What AI Creative Tools Can Do for PMax

  • Product photo enhancement: Remove backgrounds, place products in lifestyle scenes, improve lighting
  • Image variation: Generate 10 lifestyle contexts for one product photo
  • Video from images: Convert hero product shots into 15-second animated videos
  • Headline generation: Draft 20+ headline variations based on winning angle analysis
  • Seasonal adaptation: Quickly re-theme existing creative for holidays, promotions, and trends

The key is using AI to increase volume and diversity — not to replace creative strategy. The algorithm needs variety to test, and AI tools make producing that variety economically viable.

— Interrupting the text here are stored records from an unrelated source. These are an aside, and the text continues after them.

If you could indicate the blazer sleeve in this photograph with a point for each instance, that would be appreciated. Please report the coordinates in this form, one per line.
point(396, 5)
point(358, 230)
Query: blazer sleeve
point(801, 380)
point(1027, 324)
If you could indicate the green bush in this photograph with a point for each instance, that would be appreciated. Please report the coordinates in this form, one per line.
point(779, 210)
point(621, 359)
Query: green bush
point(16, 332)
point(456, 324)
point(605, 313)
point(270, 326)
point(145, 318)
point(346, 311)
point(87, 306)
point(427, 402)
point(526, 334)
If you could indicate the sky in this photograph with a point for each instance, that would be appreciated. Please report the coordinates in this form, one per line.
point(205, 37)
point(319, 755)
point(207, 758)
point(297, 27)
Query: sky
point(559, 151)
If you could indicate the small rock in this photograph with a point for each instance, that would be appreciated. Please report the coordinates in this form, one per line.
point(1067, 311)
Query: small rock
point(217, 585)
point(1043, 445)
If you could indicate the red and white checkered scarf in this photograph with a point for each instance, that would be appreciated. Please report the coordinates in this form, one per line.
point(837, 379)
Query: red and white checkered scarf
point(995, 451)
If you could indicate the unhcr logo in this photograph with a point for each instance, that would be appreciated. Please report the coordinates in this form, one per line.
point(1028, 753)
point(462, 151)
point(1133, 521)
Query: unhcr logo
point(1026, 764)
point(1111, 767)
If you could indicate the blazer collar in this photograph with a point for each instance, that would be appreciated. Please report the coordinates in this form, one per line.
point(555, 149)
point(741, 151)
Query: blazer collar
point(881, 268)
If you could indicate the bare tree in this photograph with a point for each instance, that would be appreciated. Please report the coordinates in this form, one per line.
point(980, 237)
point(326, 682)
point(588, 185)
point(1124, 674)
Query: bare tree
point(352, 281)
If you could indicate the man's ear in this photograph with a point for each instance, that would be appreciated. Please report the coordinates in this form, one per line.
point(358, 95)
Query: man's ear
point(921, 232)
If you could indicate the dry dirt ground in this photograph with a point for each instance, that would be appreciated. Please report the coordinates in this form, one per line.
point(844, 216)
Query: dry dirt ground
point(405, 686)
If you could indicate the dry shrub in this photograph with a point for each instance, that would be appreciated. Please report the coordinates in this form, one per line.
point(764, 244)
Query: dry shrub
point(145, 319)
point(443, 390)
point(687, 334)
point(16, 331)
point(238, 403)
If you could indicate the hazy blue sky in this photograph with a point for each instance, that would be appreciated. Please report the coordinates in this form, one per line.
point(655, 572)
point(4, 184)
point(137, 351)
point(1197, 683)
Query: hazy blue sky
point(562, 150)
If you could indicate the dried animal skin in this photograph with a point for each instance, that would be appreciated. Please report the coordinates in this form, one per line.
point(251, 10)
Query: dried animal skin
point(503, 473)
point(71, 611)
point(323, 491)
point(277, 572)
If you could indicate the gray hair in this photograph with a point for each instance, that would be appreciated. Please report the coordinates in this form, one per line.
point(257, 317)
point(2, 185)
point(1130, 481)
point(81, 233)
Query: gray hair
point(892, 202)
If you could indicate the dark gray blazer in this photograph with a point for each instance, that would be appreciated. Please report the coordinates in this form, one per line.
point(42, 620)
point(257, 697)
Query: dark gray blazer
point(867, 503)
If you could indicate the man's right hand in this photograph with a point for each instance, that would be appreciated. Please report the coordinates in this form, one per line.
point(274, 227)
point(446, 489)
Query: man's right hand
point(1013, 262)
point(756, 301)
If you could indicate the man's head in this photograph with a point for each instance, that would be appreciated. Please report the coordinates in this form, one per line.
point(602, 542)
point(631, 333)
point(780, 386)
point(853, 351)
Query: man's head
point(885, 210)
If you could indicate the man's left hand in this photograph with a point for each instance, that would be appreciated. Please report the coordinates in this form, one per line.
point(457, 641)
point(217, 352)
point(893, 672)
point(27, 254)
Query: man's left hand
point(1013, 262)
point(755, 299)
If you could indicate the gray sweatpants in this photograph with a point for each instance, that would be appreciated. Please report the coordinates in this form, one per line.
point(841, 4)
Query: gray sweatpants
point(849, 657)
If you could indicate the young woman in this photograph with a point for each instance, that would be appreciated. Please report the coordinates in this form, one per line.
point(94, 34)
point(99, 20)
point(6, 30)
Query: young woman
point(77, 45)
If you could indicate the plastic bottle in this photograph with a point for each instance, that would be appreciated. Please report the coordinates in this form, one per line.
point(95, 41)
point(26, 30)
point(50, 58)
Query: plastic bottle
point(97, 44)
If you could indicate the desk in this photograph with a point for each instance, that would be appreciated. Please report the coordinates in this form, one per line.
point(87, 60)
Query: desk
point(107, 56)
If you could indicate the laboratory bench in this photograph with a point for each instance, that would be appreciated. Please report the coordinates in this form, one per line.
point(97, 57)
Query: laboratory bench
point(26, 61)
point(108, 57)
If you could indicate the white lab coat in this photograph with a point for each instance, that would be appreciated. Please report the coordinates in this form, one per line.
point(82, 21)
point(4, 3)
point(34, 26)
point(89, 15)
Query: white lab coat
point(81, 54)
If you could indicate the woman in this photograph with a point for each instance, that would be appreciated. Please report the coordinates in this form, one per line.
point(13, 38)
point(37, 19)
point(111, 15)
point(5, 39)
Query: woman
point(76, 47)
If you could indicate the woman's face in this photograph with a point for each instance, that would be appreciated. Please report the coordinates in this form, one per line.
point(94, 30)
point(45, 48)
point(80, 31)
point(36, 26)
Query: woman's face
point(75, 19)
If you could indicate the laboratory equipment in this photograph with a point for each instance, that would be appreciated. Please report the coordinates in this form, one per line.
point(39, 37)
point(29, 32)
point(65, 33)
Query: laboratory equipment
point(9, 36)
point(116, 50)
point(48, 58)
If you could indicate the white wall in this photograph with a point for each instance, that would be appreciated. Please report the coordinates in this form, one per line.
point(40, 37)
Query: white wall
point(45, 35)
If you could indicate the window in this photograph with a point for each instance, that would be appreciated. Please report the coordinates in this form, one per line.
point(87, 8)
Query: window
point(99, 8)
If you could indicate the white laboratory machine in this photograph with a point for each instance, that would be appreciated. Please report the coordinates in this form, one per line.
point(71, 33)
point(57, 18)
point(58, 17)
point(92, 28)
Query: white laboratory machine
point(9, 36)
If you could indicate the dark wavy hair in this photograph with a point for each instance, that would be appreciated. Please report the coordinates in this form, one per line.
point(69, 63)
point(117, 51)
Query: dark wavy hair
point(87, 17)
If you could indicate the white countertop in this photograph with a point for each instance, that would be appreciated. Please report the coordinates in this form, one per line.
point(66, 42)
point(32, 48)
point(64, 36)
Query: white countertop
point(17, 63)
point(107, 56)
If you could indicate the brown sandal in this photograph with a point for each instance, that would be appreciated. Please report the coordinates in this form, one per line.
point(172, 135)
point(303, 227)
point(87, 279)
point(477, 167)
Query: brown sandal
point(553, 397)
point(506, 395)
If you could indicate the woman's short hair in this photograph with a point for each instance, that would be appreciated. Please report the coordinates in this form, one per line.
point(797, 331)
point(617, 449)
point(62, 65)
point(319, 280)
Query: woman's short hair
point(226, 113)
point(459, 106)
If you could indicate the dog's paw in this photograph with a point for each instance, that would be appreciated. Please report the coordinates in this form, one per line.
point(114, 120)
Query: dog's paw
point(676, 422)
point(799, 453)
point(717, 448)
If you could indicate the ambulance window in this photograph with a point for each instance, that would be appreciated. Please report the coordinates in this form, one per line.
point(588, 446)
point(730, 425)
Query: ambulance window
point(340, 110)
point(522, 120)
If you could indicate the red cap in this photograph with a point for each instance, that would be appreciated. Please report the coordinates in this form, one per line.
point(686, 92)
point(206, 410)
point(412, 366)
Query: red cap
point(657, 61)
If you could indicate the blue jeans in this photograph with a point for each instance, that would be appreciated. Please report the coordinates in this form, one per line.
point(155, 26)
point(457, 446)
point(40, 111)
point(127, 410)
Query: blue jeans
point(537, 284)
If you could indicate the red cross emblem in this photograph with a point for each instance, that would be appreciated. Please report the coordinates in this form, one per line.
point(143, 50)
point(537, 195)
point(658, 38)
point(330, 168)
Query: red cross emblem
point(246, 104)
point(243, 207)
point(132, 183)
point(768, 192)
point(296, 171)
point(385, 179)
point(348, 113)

Soku AI plugs directly into this workflow through the Google Ads integration, analyzing your existing PMax asset performance, identifying creative gaps, and recommending exactly which types of images, videos, and copy to produce next. Instead of guessing what the algorithm wants, you get data-driven creative briefs that map directly to PMax's optimization signals.

PMax vs Standard Campaigns: When Creative Strategy Differs

If you are running PMax alongside standard Search, Display, or YouTube campaigns, your creative strategy should differ:

DimensionPMaxStandard Campaigns
Ad formatRaw assets assembled by AIYou build finished ads
TestingAlgorithm tests combinations automaticallyYou create and manage A/B tests
Placement controlZero — Google decidesFull control per campaign
Creative volumeMore is better (within quality)Focused, fewer variations
OptimizationReplace low-rated assetsPause underperforming ads

The implication: PMax rewards breadth (many diverse, high-quality assets) while standard campaigns reward depth (fewer, highly optimized finished ads). Your creative production pipeline should account for both.

The Bottom Line

Performance Max is not a black box — it is a machine that transforms your creative inputs into thousands of ad variations across every Google surface. The quality of those inputs directly determines the quality of results.

Three principles separate high-performing PMax advertisers from everyone else:

  1. Fill every slot with quality — "Excellent" ad strength is the minimum bar, not the goal. Every "Low" asset is actively hurting your campaign.
  2. Diversity drives discovery — the algorithm needs variety to test. Five similar product shots are worth less than five different creative approaches to the same product.
  3. Refresh before fatigue hits — bi-weekly creative updates prevent the slow CPA creep that kills PMax campaigns. Use asset ratings as your early warning system.

Feed the algorithm better assets, and it will find you better customers. That is the entire game.